Dans plusieurs villes et villages d’Angola, les déchets accumulés dans les rues font partie du paysage. La collecte en porte-à-porte n’existe pratiquement pas. Dans de nombreux cas, les gens doivent parcourir des kilomètres à pied pour trouver un conteneur dans lequel déposer leurs déchets.
A Kikuxi, municipalité de Viana, la résidente Leila Futila est bouleversée par la situation :
« Nous, ici, dans la municipalité, vivons, nous réveillons et dormons avec les ordures. Notre fidèle ami, ce sont les ordures. Il n’y a pas de conteneurs et nous n’avons jamais vu passer régulièrement un camion poubelle. Je ne vois que des camions poubelles là-bas, dans la ville, sur le front de mer (de Luanda). »
Des déchets partout
Sans collecte régulière, les maisons inachevées et les terrains abandonnés deviennent des bennes à ordures. À Calumbo, à Ícolo et Bengo, un habitant rapporte :
« La seule façon dont nous disposons ici est d’accumuler les déchets dans la rue. Pensez-vous qu’il soit normal qu’un quartier de plusieurs milliers d’habitants n’ait qu’une seule poubelle ? C’est sur les chantiers abandonnés que nous finissons par déposer les déchets. »
Pas de collecte
À Cazenga, où se trouve le siège de l’Entreprise de nettoyage et d’assainissement de Luanda (ELISAL), la situation est également critique, décrit le chauffeur de taxi Barroso Monteiro :
« Jusqu’à présent, aucune collecte des déchets n’a été effectuée. Il y a beaucoup de déchets accumulés. Si nous allons à l’école d’Angola et de Cuba, elle est pleine de déchets. »
Nouveau tarif
Les plaintes augmentent après que le gouvernement a approuvé les nouveaux frais de service de nettoyage et d’assainissement. La redevance sera facturée via la facture d’électricité et correspondra à 10 % de la consommation mensuelle, jusqu’à un maximum d’environ 1 300 kwanzas (l’équivalent de 1,30 euros).
Selon l’Exécutif, cette redevance financera le nettoyage public, la collecte, le transport, le traitement et l’élimination des déchets. Selon Novo Jornal, 75 % des recettes seront reversées aux administrations municipales. Les 25 % restants seront répartis entre le Trésor national, le ministère de l’Environnement et la société énergétique.
Le service n’arrive pas
Mais pour ceux qui vivent en périphérie, c’est payer pour un service qui ne suffit pas. « Cette accusation représente juste une autre façon de pénaliser les plus pauvres », critique Joaquim Lutambi, résident de Centralidade Vila Pacífica. « Ceux qui paient la crise ne sont pas ceux qui l’ont provoquée, mais les citoyens, qui continuent d’être sacrifiés par un gouvernement incompétent, insensible et incapable de répondre aux problèmes de la population », ajoute-t-il.
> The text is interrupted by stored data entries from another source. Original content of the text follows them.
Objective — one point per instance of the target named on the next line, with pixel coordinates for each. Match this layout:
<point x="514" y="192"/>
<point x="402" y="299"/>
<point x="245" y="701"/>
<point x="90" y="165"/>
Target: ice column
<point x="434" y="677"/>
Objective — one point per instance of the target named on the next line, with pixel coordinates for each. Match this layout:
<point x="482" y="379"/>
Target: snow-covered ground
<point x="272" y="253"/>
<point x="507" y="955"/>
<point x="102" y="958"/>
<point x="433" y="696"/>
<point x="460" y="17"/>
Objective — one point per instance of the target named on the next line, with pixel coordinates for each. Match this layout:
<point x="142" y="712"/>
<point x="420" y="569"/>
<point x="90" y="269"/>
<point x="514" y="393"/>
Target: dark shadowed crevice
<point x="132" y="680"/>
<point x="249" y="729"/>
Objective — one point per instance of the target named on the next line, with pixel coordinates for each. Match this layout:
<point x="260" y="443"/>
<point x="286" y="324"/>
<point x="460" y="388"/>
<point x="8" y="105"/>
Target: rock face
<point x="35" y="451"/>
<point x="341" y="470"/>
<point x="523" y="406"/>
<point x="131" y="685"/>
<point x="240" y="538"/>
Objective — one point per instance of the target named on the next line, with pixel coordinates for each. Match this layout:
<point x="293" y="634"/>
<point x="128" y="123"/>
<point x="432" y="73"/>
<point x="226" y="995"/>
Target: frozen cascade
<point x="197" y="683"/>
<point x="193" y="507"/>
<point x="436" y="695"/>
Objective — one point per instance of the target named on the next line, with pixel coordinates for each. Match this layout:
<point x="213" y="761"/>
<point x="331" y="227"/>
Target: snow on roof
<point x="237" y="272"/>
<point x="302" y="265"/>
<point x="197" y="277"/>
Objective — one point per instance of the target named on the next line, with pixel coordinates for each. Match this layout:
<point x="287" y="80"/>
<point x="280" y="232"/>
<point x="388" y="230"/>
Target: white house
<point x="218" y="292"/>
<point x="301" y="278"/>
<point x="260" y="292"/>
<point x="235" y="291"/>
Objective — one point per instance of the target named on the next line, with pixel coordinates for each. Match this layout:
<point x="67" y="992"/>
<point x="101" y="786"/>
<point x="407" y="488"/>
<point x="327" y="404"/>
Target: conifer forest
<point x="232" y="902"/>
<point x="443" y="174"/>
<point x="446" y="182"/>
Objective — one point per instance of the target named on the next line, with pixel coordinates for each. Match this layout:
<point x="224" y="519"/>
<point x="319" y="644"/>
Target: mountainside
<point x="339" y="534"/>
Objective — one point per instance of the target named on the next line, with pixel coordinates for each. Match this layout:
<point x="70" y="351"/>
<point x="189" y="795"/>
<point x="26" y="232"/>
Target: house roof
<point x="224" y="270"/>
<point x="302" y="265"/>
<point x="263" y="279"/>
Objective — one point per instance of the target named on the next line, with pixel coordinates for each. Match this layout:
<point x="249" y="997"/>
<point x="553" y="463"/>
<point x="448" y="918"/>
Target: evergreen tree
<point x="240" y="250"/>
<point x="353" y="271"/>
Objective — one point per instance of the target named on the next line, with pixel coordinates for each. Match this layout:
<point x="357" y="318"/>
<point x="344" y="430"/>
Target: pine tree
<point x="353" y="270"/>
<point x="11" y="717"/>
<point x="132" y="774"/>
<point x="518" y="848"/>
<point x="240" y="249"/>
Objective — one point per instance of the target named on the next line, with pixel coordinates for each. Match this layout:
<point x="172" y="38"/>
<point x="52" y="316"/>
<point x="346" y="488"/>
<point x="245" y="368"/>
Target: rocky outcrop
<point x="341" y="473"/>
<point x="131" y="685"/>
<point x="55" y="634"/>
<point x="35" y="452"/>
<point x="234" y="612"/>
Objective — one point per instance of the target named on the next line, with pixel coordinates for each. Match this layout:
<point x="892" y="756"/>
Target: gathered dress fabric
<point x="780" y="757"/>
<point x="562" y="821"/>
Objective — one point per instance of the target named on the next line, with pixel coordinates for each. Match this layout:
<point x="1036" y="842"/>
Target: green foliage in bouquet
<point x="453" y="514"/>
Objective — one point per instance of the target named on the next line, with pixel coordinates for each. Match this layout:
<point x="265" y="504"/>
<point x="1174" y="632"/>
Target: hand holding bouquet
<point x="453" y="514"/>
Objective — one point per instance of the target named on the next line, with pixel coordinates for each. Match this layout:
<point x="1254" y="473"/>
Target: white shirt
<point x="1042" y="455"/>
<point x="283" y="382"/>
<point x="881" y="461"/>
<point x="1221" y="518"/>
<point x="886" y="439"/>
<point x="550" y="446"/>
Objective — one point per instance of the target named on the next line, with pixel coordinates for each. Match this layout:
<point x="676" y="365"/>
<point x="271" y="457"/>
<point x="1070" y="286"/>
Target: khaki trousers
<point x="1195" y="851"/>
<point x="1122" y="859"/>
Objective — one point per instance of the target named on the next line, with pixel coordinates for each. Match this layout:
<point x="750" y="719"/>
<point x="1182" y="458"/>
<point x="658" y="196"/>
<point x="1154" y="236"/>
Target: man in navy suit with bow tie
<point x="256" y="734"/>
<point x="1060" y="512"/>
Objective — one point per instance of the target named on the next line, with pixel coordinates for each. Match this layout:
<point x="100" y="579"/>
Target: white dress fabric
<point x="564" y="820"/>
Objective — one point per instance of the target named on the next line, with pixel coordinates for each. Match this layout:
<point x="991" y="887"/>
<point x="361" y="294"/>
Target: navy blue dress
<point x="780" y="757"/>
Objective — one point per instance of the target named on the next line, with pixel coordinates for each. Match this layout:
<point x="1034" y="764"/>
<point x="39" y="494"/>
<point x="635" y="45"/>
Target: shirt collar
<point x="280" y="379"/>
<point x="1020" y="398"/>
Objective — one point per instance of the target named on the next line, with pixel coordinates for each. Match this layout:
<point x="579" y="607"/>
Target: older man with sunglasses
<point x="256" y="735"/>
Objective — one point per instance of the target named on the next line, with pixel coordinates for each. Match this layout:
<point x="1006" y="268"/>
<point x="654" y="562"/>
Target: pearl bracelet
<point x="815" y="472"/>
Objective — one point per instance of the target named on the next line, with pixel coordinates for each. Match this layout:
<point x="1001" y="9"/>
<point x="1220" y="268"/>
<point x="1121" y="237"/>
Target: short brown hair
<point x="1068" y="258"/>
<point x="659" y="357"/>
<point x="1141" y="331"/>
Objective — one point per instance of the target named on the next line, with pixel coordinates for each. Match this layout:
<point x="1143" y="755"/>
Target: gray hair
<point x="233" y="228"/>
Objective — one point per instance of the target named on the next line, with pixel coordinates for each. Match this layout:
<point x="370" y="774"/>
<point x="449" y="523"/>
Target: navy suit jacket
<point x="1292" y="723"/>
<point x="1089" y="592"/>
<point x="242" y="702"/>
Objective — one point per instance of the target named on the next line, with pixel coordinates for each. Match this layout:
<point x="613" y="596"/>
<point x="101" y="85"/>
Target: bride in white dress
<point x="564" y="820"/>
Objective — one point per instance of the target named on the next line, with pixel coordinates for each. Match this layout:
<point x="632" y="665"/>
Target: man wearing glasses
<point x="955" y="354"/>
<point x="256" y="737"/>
Leila Futila conteste également la nouvelle redevance. « C’est une charge supplémentaire pour le budget des ménages. Le ramassage des ordures n’est pas efficace. Nous payons l’eau, nous payons l’électricité, mais nous continuons à oublier », dit-il. « Nous n’avons plus rien à manger et nous allons encore prendre plus d’argent pour payer les poubelles », déplore-t-il.
« Travail palliatif »
Pour Joaquim Lutambi, la réponse passe par une gestion plus efficace des déchets solides et par le recrutement d’entreprises capables d’assurer la collecte et le traitement des déchets.
« Actuellement, il n’existe pas d’entreprises ayant cette capacité. Ce qu’il existe, ce sont des structures qui font uniquement du travail palliatif », conclut-il.